Mr. Villaraigosa is pitching himself as a business-friendly Democrat willing to challenge his own party, while Mr. Becerra is leaning on his story as the son of immigrants who attained the American dream, and as the California attorney general who sued Mr. Trump more than 100 times during the president’s first term. Either Mr. Villaraigosa or Mr. Becerra would be the first Latino governor since the late 1800s, in a state where Latinos make up a plurality of the population.
One of the state’s top Democrats, former House Speaker Nancy Pelosi, has already said who she’s backing. When she was asked on CNN Wednesday about Ms. Harris’s decision, Ms. Pelosi used the opportunity to endorse Ms. Kounalakis, whose family she has known for decades. Ms. Pelosi telegraphed her fondness — and complicated the public’s recognition of Ms. Kounalakis — by referring to her by her maiden name, Tsakopoulos.
Whoever succeeds Mr. Newsom will take the helm of a state facing deep problems.
The state budget is forecast to run billions of dollars in deficits over for the next few years, which will probably require cuts to popular programs and services. Mr. Trump is targeting California with an aggressive push to deport undocumented immigrants and unravel the state’s progressive environmental and education policies, putting the state’s leader in constant conflict with the White House.
Californians are pessimistic about their economic circumstances, with surveys showing deep concern about the state’s high cost of living and shortage of affordable housing. Sixty percent of adults in a Public Policy Institute of California poll last month said the state was headed in the wrong direction.
California has not elected a Republican to statewide office since Arnold Schwarzenegger was re-elected governor in 2006. Many Republicans relished the thought of Ms. Harris running, seeing her as an opponent they could use to generate donations from across the country. Her withdrawal means the race is less likely to stir much interest from Republicans elsewhere in the country.
Mr.

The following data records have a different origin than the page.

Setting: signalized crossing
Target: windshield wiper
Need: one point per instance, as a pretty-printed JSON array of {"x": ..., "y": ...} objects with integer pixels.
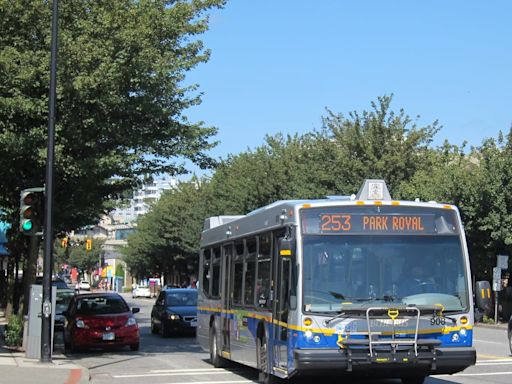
[
  {"x": 338, "y": 316},
  {"x": 337, "y": 295},
  {"x": 375, "y": 298}
]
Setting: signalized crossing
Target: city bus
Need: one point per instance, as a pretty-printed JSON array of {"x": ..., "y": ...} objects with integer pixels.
[{"x": 357, "y": 285}]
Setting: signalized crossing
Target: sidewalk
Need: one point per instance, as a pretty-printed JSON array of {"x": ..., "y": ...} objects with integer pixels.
[{"x": 15, "y": 368}]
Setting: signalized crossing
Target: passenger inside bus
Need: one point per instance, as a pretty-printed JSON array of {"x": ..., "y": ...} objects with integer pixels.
[{"x": 418, "y": 280}]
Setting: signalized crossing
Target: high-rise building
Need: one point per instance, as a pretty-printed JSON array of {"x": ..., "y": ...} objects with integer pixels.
[{"x": 142, "y": 198}]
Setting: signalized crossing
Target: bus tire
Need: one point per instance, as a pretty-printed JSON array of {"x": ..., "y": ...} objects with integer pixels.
[
  {"x": 215, "y": 358},
  {"x": 413, "y": 379},
  {"x": 264, "y": 377}
]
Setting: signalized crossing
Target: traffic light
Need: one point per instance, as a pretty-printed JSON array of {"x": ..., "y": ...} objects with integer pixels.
[{"x": 30, "y": 211}]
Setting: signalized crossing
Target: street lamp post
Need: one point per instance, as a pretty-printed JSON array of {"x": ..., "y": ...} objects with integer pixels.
[{"x": 46, "y": 331}]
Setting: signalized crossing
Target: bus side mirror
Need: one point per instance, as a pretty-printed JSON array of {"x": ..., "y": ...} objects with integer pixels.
[{"x": 286, "y": 247}]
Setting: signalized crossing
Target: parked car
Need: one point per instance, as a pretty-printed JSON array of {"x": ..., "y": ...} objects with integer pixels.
[
  {"x": 84, "y": 285},
  {"x": 100, "y": 320},
  {"x": 175, "y": 310},
  {"x": 141, "y": 291},
  {"x": 63, "y": 298}
]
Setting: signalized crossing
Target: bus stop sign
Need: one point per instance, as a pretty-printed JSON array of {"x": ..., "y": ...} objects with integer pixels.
[
  {"x": 502, "y": 261},
  {"x": 496, "y": 279}
]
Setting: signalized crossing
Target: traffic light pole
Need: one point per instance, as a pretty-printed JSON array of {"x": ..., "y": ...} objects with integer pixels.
[{"x": 46, "y": 330}]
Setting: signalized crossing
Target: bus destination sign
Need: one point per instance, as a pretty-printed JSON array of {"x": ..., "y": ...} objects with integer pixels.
[{"x": 349, "y": 221}]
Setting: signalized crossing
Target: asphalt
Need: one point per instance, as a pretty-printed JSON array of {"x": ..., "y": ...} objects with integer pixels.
[{"x": 15, "y": 368}]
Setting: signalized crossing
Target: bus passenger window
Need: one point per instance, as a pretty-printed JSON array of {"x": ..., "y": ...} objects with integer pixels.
[
  {"x": 205, "y": 282},
  {"x": 250, "y": 272},
  {"x": 216, "y": 272},
  {"x": 263, "y": 278}
]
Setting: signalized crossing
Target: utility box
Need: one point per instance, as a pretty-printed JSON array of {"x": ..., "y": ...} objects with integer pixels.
[{"x": 35, "y": 309}]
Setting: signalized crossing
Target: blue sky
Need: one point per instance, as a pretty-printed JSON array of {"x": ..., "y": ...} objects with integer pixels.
[{"x": 276, "y": 66}]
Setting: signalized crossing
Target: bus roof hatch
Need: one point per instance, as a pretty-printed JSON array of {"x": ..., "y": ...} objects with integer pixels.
[{"x": 373, "y": 189}]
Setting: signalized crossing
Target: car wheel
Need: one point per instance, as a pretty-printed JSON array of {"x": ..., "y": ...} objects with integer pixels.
[{"x": 153, "y": 327}]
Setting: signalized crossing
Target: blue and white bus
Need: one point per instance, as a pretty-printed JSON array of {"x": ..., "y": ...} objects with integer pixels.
[{"x": 359, "y": 285}]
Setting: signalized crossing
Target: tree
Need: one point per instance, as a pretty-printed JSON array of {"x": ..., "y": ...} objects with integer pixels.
[
  {"x": 120, "y": 99},
  {"x": 167, "y": 237}
]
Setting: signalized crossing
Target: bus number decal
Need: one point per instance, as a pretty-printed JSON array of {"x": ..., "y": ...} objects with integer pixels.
[{"x": 335, "y": 223}]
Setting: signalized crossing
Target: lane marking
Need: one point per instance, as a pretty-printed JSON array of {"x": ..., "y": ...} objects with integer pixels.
[
  {"x": 185, "y": 370},
  {"x": 501, "y": 362},
  {"x": 488, "y": 342},
  {"x": 214, "y": 382},
  {"x": 476, "y": 374},
  {"x": 493, "y": 356},
  {"x": 189, "y": 373}
]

Hilton, one of the Republican candidates, said that was not a bad thing.
“I want the race to be focused on California, because that’s where it’s so obvious we need change,” he said in an interview, citing the state’s poverty rate and its high cost of housing.
The primary for governor — in which the top two candidates, regardless of party, will advance to the general election — is scheduled for June 2026, and there is still time for a wild card to scramble the race. One of those potential wild cards is Rick Caruso, a billionaire developer who spent more than $100 million in 2022 on an unsuccessful run for mayor of Los Angeles.

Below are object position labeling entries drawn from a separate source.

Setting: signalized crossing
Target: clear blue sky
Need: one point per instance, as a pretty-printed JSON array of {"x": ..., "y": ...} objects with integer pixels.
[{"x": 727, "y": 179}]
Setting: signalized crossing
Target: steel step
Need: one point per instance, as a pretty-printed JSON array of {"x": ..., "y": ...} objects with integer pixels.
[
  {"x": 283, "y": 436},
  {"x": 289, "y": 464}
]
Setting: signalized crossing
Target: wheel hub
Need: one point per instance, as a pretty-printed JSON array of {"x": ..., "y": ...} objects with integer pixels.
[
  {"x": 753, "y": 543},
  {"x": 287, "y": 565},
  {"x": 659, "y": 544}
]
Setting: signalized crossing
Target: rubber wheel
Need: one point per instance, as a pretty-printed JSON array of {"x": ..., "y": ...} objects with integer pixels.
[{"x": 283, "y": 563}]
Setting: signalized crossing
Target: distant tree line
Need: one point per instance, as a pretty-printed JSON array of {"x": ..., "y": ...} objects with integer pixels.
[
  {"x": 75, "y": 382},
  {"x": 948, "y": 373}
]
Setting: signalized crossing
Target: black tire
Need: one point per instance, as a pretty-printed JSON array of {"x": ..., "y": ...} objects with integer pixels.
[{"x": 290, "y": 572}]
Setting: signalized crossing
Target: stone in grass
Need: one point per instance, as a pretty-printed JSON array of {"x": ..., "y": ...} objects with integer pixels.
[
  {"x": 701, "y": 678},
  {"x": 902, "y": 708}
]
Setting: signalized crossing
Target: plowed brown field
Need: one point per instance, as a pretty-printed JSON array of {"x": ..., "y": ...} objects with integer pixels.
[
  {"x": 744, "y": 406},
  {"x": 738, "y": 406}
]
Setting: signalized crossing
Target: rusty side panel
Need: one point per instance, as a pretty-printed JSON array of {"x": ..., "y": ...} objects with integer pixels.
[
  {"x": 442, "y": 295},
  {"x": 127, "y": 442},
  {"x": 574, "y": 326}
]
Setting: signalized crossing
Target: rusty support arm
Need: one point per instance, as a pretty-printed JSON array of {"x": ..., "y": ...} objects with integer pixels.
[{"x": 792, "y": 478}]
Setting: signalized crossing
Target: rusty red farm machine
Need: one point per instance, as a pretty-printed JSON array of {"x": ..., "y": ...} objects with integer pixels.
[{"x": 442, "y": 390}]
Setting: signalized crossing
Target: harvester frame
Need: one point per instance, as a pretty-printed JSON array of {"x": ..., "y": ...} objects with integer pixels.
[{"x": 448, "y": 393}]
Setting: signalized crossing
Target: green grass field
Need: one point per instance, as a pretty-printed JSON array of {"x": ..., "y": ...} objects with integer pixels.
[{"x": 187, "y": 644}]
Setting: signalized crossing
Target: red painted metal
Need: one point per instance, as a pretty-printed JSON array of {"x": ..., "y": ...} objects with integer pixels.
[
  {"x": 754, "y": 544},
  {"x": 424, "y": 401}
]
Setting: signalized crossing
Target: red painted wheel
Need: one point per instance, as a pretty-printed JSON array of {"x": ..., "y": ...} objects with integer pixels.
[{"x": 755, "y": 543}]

Mr. Caruso has indicated in recent years that he might try for mayor again, challenging Mayor Karen Bass next year, or he might consider a bid for the state’s top office. People close to him, however, say he might just as easily remain on the sidelines.
Mr. Caruso did not return calls seeking comment.
Ms. Harris’s decision leaves California with an unfamiliar feeling at the top of its ticket — a sudden lack of celebrity in a star-studded state. For most of the 21st century, the state’s governors have been well-known figures who used the office to advance themselves on a global stage: Mr. Schwarzenegger. Jerry Brown. Mr. Newsom.
On the other hand, some observers called the new field refreshing — and perhaps a boon for Californians in other ways.
“It’s good for democracy,” said David Townsend, a longtime political strategist in Sacramento. “And it’s good for political consultants. But it’s also good for democracy.”